Hank Aaron: The Historic Home Run 40 Years Ago

Hank Aaron

Henry Louis “Hank” Aaron did the unthinkable 40 years ago today when the slugger hit his historic 715th home run on April 8, 1974. This took Aaron past the immortal Babe Ruth as the home run king.

The Civil rights Act of 1964 was a decade old and outlawed discrimination based on race, color, religion, sex, or national origin. That did not stop people from sending hate mail and death threats to Aaron. Many people, whether they were fans of baseball or not did not want a African-American to break the Babe’s 39-year old record. It was fine to break the record, just not Aaron or any other black player should ever break it.

The road to the record started for Aaron long before he put on a uniform. As a young child growing up in Mobile, Alabama, Aaron saw hate toward his family from the segregation in the south and from a large Ku Klux Klan presence. Many times the youngster would be in the street playing ball when Aaron’s mother would call him into the house to hide under the bed with the rest of the family. The Klan would march by, burn a cross in the yard, and then move on. That was not going to stop Aaron.
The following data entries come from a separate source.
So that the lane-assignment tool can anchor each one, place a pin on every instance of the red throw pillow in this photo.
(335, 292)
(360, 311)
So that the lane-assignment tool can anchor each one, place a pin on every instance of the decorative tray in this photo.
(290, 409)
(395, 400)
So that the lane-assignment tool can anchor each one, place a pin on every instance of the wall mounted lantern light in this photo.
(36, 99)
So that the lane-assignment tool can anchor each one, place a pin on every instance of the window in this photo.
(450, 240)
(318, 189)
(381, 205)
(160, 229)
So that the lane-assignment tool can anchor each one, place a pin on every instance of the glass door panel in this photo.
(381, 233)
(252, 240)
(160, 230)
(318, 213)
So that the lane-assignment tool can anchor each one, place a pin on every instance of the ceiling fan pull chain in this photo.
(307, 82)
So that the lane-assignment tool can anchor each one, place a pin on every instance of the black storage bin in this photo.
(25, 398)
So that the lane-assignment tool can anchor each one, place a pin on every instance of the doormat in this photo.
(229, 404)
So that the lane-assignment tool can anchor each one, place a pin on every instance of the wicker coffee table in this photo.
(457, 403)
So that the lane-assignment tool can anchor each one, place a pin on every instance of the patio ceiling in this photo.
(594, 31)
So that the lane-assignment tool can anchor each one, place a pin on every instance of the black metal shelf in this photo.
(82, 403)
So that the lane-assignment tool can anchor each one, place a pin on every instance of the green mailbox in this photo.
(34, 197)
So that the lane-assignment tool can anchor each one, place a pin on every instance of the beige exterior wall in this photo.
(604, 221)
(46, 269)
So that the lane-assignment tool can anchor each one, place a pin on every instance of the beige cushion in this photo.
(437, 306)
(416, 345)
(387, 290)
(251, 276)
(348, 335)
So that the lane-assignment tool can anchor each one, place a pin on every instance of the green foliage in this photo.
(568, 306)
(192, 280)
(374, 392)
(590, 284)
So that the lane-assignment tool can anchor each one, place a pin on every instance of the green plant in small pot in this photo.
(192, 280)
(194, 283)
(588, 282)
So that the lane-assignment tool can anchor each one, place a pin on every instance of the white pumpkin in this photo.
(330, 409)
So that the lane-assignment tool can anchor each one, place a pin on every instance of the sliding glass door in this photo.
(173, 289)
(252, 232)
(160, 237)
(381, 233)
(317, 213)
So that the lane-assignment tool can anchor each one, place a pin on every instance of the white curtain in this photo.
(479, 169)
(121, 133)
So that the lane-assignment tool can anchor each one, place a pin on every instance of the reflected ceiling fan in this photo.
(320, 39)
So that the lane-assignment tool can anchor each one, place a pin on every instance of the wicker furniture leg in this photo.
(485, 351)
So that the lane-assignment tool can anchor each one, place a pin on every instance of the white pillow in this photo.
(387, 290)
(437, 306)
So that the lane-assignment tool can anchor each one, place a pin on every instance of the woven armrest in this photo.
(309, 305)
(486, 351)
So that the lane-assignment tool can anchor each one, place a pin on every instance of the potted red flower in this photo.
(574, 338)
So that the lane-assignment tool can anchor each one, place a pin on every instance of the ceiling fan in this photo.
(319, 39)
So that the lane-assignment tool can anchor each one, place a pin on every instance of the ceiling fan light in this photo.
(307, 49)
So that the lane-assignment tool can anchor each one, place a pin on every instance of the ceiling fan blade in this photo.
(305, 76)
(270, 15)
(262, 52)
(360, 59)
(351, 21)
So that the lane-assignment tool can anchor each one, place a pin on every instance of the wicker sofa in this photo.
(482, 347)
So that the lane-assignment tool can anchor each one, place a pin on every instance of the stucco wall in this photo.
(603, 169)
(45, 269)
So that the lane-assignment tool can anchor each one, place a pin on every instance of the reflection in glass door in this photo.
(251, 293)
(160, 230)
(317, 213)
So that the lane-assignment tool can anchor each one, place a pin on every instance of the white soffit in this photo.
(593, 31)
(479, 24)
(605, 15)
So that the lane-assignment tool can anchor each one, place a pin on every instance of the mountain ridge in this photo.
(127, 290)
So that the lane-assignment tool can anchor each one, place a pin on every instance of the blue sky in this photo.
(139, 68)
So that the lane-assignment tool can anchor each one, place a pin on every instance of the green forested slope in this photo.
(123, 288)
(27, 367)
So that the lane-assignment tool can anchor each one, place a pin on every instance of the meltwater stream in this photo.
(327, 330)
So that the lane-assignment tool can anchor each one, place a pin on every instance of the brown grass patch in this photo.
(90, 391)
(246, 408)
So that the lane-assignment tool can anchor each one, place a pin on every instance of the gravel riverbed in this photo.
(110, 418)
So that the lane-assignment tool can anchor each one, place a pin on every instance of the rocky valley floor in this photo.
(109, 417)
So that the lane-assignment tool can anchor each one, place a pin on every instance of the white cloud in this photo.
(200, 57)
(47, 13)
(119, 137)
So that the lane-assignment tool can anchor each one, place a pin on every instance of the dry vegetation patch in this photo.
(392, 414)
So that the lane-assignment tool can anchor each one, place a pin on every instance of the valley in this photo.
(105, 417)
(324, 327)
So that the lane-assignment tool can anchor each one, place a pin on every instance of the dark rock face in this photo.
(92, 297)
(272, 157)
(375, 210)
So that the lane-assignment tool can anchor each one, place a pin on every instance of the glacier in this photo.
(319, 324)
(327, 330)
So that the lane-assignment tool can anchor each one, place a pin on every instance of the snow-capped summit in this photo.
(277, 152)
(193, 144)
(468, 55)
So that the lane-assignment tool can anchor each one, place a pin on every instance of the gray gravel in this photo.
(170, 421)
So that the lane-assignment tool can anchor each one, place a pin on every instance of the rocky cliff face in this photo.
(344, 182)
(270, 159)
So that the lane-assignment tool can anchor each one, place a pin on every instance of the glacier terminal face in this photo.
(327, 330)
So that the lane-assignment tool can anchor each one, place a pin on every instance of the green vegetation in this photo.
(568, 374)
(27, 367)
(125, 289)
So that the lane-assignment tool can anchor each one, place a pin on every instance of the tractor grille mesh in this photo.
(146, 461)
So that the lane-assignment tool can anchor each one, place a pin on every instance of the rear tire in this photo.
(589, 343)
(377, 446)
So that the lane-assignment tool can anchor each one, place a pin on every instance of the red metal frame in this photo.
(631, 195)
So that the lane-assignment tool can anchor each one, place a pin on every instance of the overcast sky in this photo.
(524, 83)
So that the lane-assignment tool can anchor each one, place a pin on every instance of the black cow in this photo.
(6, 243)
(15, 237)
Before Hank Aaron made the historic march past Ruth’s home run record 40 years ago, his future was molded by his hero. The young hitter heard his idol Jackie Robinson speak at a Mobile drugstore. Hearing Robinson, the first African-American player to integrate Major League Baseball (MLB) shaped the future for Aaron. After a short stint in the Negro Leagues, Aaron headed to the Milwaukee Braves. It was 1954 and even though MLB was integrated, there were still objections to anyone other than whites playing in the big leagues.
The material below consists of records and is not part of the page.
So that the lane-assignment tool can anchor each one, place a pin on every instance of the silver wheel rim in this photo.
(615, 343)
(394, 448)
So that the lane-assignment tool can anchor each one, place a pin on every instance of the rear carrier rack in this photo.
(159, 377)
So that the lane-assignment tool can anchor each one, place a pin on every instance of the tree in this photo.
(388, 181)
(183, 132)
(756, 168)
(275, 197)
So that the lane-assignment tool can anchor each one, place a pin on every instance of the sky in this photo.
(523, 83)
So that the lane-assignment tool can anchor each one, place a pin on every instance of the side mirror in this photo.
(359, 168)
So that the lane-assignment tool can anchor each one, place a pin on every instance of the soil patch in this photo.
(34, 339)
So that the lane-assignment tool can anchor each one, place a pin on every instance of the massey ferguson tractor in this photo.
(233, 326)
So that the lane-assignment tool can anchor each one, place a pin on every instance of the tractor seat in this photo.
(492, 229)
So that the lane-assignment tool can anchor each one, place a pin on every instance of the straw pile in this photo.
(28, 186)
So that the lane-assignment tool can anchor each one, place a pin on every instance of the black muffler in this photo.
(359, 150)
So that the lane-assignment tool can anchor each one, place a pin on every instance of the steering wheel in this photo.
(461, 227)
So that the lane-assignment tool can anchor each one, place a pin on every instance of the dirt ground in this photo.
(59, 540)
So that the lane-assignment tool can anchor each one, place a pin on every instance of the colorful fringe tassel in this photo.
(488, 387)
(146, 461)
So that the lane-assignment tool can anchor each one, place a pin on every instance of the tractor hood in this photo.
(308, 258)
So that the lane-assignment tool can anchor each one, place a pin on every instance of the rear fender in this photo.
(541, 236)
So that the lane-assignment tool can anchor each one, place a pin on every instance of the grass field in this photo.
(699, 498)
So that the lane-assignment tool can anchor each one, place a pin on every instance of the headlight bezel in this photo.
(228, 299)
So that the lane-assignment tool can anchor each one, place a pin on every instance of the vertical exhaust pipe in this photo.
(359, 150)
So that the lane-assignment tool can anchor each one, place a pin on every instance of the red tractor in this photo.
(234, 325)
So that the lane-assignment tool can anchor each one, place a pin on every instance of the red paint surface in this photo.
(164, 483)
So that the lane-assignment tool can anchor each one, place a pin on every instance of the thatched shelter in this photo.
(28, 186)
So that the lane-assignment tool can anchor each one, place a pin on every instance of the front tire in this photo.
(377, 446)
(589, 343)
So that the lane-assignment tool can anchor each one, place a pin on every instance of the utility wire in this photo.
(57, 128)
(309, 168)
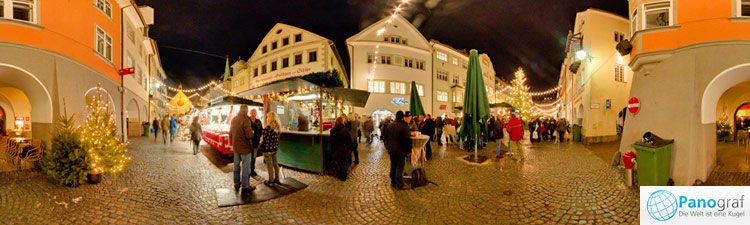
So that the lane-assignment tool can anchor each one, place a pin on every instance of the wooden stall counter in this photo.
(305, 150)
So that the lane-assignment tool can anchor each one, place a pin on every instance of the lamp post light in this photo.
(581, 54)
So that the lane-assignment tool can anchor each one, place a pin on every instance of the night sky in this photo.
(526, 33)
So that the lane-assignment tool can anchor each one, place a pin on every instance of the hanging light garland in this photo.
(550, 91)
(375, 57)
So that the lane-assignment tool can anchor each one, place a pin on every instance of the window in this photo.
(657, 14)
(620, 73)
(398, 88)
(619, 37)
(376, 86)
(285, 62)
(386, 59)
(442, 96)
(297, 59)
(442, 56)
(312, 56)
(130, 33)
(23, 10)
(442, 75)
(104, 6)
(129, 62)
(634, 22)
(103, 44)
(409, 63)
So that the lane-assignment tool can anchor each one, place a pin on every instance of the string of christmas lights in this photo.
(380, 32)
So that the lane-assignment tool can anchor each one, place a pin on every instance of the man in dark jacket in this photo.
(428, 128)
(258, 129)
(497, 129)
(398, 137)
(439, 129)
(353, 125)
(341, 145)
(241, 133)
(383, 127)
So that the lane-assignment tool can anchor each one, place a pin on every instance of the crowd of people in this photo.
(251, 138)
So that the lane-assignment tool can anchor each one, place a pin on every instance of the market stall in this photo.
(216, 118)
(306, 112)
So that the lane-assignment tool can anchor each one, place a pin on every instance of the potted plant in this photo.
(66, 162)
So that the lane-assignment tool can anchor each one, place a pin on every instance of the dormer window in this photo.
(657, 14)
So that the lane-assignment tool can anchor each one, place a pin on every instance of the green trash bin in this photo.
(653, 164)
(146, 129)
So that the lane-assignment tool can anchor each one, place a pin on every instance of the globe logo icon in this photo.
(661, 205)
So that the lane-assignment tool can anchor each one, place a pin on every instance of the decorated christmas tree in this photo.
(66, 162)
(101, 141)
(519, 96)
(723, 127)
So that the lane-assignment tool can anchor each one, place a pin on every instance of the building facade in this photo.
(385, 63)
(51, 61)
(691, 63)
(594, 78)
(286, 52)
(138, 52)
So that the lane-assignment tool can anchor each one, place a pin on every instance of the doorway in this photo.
(378, 116)
(2, 121)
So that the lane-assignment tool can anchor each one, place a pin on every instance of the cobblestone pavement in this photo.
(562, 184)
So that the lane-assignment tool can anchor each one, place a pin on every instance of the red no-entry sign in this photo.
(634, 105)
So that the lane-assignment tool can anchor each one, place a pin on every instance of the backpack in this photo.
(418, 178)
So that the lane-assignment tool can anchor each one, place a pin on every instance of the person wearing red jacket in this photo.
(515, 129)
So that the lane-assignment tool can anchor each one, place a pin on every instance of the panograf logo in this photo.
(694, 205)
(661, 205)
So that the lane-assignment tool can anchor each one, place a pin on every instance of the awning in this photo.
(493, 105)
(226, 100)
(357, 98)
(285, 86)
(352, 97)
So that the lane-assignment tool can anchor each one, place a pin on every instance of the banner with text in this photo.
(694, 205)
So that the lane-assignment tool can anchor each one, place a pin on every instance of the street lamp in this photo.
(581, 54)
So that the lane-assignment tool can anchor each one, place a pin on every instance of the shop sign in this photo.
(399, 101)
(634, 105)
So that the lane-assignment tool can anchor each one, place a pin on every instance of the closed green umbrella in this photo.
(415, 103)
(476, 106)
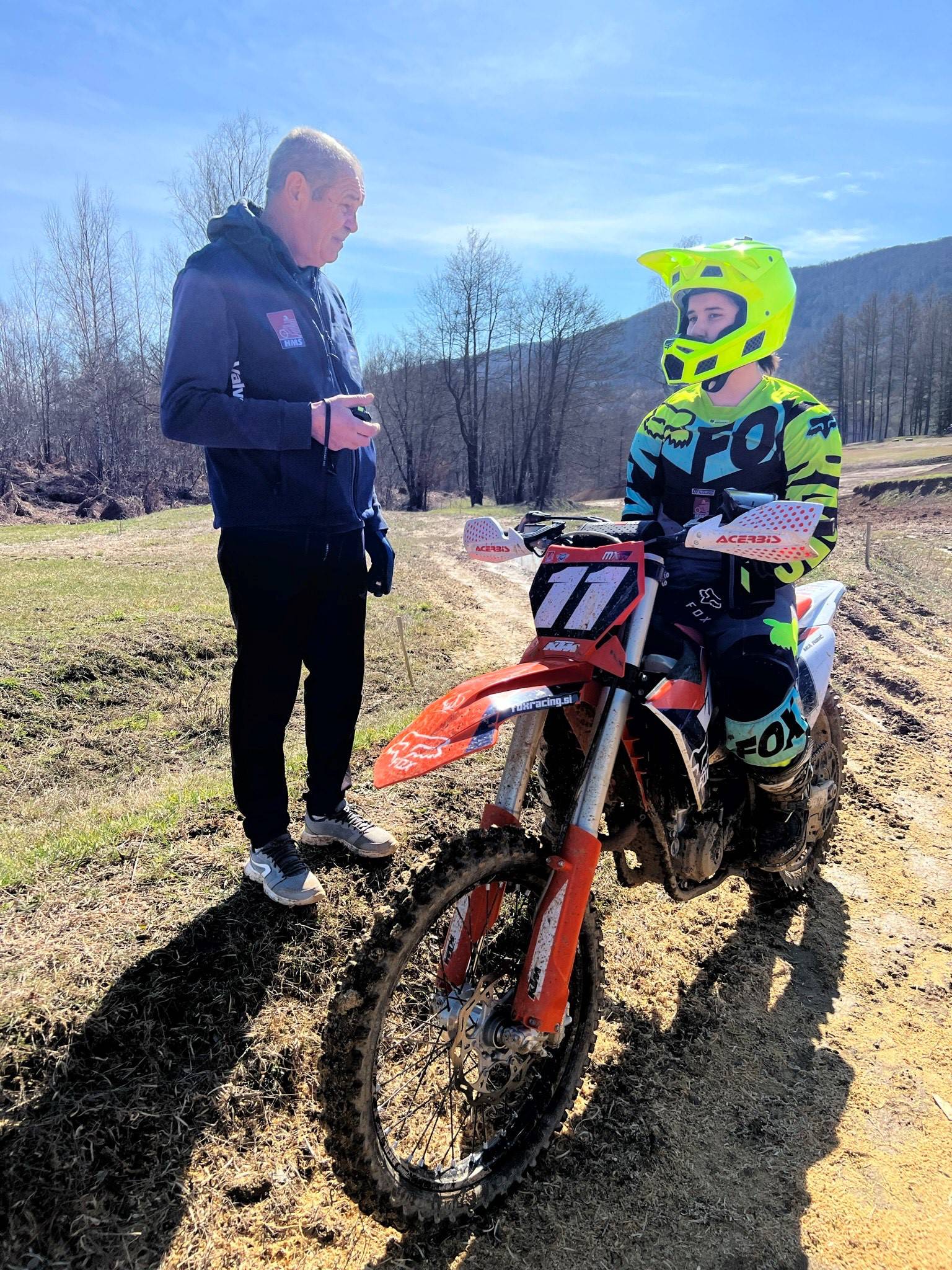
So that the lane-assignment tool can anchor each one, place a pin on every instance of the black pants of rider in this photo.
(753, 664)
(298, 598)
Aaron had rocks thrown at him and for the first few years in the majors had to deal with segregation both on the road and even from his own team. In 1966 the Braves moved to Atlanta and Aaron decided to win the fans over with home runs. And the chase began. As Aaron came closer and closer to Ruth’s record, more and more threats came in. At one point a death threat came in that said that Aaron would be shot in Atlanta. Aaron told his teammates not to sit close to him on the bench, just to be safe. Nothing happened, but the threats and chasing the record was becoming a distraction.
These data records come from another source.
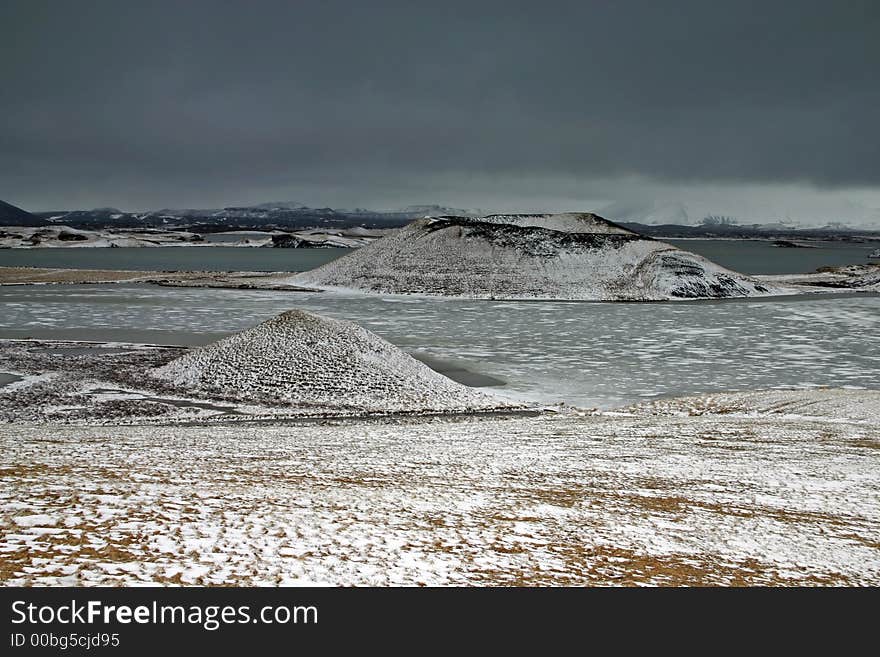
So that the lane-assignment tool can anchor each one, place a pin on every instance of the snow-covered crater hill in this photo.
(321, 366)
(576, 256)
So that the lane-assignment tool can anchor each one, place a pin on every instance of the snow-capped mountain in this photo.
(563, 256)
(323, 366)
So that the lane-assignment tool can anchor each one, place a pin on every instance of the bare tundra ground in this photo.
(628, 499)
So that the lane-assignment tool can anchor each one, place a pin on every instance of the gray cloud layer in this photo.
(186, 102)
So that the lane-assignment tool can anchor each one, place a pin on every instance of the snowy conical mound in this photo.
(322, 366)
(562, 256)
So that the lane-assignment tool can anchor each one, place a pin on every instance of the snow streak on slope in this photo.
(568, 256)
(320, 364)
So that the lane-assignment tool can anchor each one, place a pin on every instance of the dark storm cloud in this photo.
(173, 101)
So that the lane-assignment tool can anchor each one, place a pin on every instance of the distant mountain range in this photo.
(11, 215)
(278, 215)
(655, 220)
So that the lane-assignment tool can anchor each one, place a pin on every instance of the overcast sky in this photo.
(735, 106)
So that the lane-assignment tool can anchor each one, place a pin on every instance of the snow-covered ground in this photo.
(566, 256)
(605, 499)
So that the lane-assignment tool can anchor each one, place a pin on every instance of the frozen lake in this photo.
(587, 354)
(747, 256)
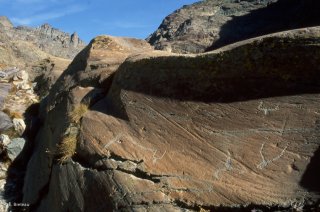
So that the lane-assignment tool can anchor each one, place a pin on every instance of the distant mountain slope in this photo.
(45, 37)
(210, 24)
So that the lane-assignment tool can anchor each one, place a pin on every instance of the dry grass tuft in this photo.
(67, 148)
(13, 114)
(78, 112)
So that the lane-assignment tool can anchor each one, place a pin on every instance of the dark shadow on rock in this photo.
(279, 16)
(311, 178)
(16, 171)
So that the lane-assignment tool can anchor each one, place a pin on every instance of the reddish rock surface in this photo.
(164, 132)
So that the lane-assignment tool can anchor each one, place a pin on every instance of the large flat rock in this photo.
(237, 127)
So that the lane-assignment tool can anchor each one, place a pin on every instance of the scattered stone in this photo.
(19, 125)
(15, 147)
(5, 121)
(23, 75)
(3, 74)
(4, 140)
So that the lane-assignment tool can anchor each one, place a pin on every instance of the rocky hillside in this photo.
(45, 37)
(210, 24)
(233, 128)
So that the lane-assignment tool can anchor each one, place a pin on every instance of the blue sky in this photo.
(90, 18)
Aaron finished the 1973 season with 713 home runs. With the first swing of the 1974 season, Aaron tied Ruth with 714 home runs. This was a road game for the Braves and Aaron did not hit another home run until the team made it home to Atlanta. The record came to Aaron in his second at bat of the home opener. With Georgia Governor Jimmy Carter looking on, Aaron sent the ball over the head of Dodgers left fielder Bill Buckner and the chase was over. Hank Aaron was the home run king.

The historic home run from Hank Aaron may have been 40 years ago, but the record was only part of it. The new home run king suffered a lot of abuse on his way to the record, and Aaron rose above it all. Breaking Ruth’s record was another step toward equality for everyone, no matter what race they were. Aaron, who would end his career with 755 home runs, and hold on to the record until Barry Bonds broke it in 2007, had one thing on his mind after crossing the plate for the record-breaking home run. He was glad it was over.